I’m a millennial/Gen Y and proud of it!

Last night 60 Minutes aired a piece on "Millennials", people born between 1980 and 1995 (aka Gen Y), entering the workforce and what complete junk. 

Apparently we are self-absorbed and we need to learn how to use a knife and a fork.  I don’t know about you guys, but I never had my parents speak to my college professors because I didn’t like my grade.  Oh and we have no idea what it is like to be at work at 9 o’clock and have someone hand us work.

Complete and utter one-sided BS.


Clips from the actual show: Part 1 & Part 2

Here’s the piece from 60 Minutes

Thoughts from 37Signals

YouTube Parody

12 thoughts on “I’m a millennial/Gen Y and proud of it!”

  1. I totally agree, Robbie! I was born in 1979, so I don’t fit snuggly into any generational category. Stories like this make me proud of that! 🙂

    I’ll never understand why such gross generalizations are allowed to be aired. It’s almost as if the producers are like, “OK, here’s what I believe a Millenial is like…go find 4 people who fit this description and video tape them!”

  2. Hey guys,

    Understand – Boomers are scared. Real scared. And they should be. Because each and every one of you could knock down their castles in a day and rebuild it better, stronger and smarter.

    I’m barely a boomer (1962) and that generation has been allowed to call the shots because of the sheer volume. Guess what? Echo of the Boom baby (Gen Y) the second largest genreation in history has arrived….the world is a changing!

    The average age of a 60 Minutes reporter is close to 75 now, so what do you expect? I wonder when they’ll grow the you-know-whats to maybe put a Gen Xer on staff??

  3. @Matt – Yeah, they were gross generaltions. I was shocked they actually aired it!

    @Denise – You are right, I think that they are afraid. We can build a better castle better and faster and they don’t like it. While they have a ton of knowledge that we need, very few actually share their insights because they are to scared. Most us are results-oriented, not how long were you in the office today. If you can get something done in 5 hours that normally takes 8 or 9, more power to you.

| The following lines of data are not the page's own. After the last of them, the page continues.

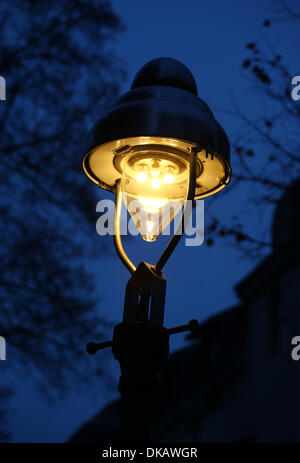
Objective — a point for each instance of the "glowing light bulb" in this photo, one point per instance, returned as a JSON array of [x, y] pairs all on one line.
[[156, 183], [142, 177], [168, 179], [153, 195]]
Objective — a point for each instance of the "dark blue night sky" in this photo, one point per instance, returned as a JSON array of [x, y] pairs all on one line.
[[209, 38]]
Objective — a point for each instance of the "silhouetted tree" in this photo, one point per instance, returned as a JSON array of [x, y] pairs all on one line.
[[60, 71], [267, 145]]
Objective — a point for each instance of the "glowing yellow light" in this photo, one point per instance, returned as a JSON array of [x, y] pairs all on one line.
[[152, 204], [168, 179], [150, 225], [154, 186], [156, 183], [142, 177]]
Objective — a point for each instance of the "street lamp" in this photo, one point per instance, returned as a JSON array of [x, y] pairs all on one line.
[[159, 147]]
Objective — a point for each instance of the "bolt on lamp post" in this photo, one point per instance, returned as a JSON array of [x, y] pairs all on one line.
[[158, 146]]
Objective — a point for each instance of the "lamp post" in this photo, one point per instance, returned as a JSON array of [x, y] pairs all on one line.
[[158, 148]]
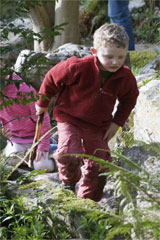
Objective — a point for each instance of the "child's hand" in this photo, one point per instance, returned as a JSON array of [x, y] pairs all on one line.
[[6, 132], [111, 131], [40, 110], [41, 154]]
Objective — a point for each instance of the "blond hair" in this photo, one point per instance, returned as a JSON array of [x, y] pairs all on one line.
[[110, 33]]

  4. As a media company, you don’t get viewers and ratings and coverage across the Internet by telling it like it is — you do it by stirring up controversy.

    A reporter can interview 100 people for a story. 99 can express support for an idea, and 1 can same something contradictory. Then the reporter writes the headline, “Issue appeals to some, angers others.” The spin makes it look 50/50.

    It’s not a bias for or against an issue, as liberals and conservatives love to argue. The simple fact is that controversial points-of-view draw attention, regardless of how few people hold those points-of-view.

  5. @Jeff – And that’s exactly what 60 Minutes “Senior” generation anchors and staff did. Took the (hopefully) minority opinion and portrayed it as the truth to their viewers. Now any uninformed person who watches 60 Minutes will believe that!

  6. It’s interesting how many people have been knocking millenials for our negative traits, whether true or not. It’s also amazing how many of these same people are trying to market to us and want to learn how to get into our pockets!

    Negative traits or not, I think everyone agrees that we have significant buying power and we are a market to pay attention to.

  7. Ahhhh, the generational gap.

    No matter what year it is, you can always hear the faint echoes of “When I was a kid…”

    The great thing about this generation (whatever you want to call it) is that they want to be self sufficient. They ll want to own their own business or control their destiny. Gone are the days of the gray flannel suit and the 30-year gold watches.

    Now, some of these kids want to be taken care of instead of forging their own path – but havent there always been these people. I work with the homeless and there are quite a few that choose that lifestyle. They make just enough on Social Security and welfare benefits to pay for the lifestyle that they can tolerate. And, according to them, they are happy.

    So before jumping all over the “Kids of Today” for being lazy and self-entitled, realize two things.

    Blanket statements cover us all like a “Dutch Oven” – they are cruel and smothering


    Over the past 200 years, people haven’t changed that drastically – stupidity is timeless 🙂

  8. Tony,

    Stupidity is timeless. And of course every generation “in charge” has to diss the one that will replace them. But they used to have to do it in the pubs, not publicly (cuz they didn’t have TV).

    Can’t you just imagine what folks said in 1907 as that young kid, Henry Ford was driving that loud stinky car around! Selfish bastards aren’t satisfied with walking or being pulled in a buggy by a horse! Those cars’ll NEVER catch on.

  9. It’s interesting that Millennials are often thought of as this elusive magic unicorn-thing when most of the generation is documenting who they are, what they love, what they’re doing, and on and on. We might be the most observable generation so far.

    Dear 60 Minutes: You have an arsenal of specific life-details (sometimes way too specific and way too detailed) to roll with. At this point, gross generalizations just mean you’re lazy.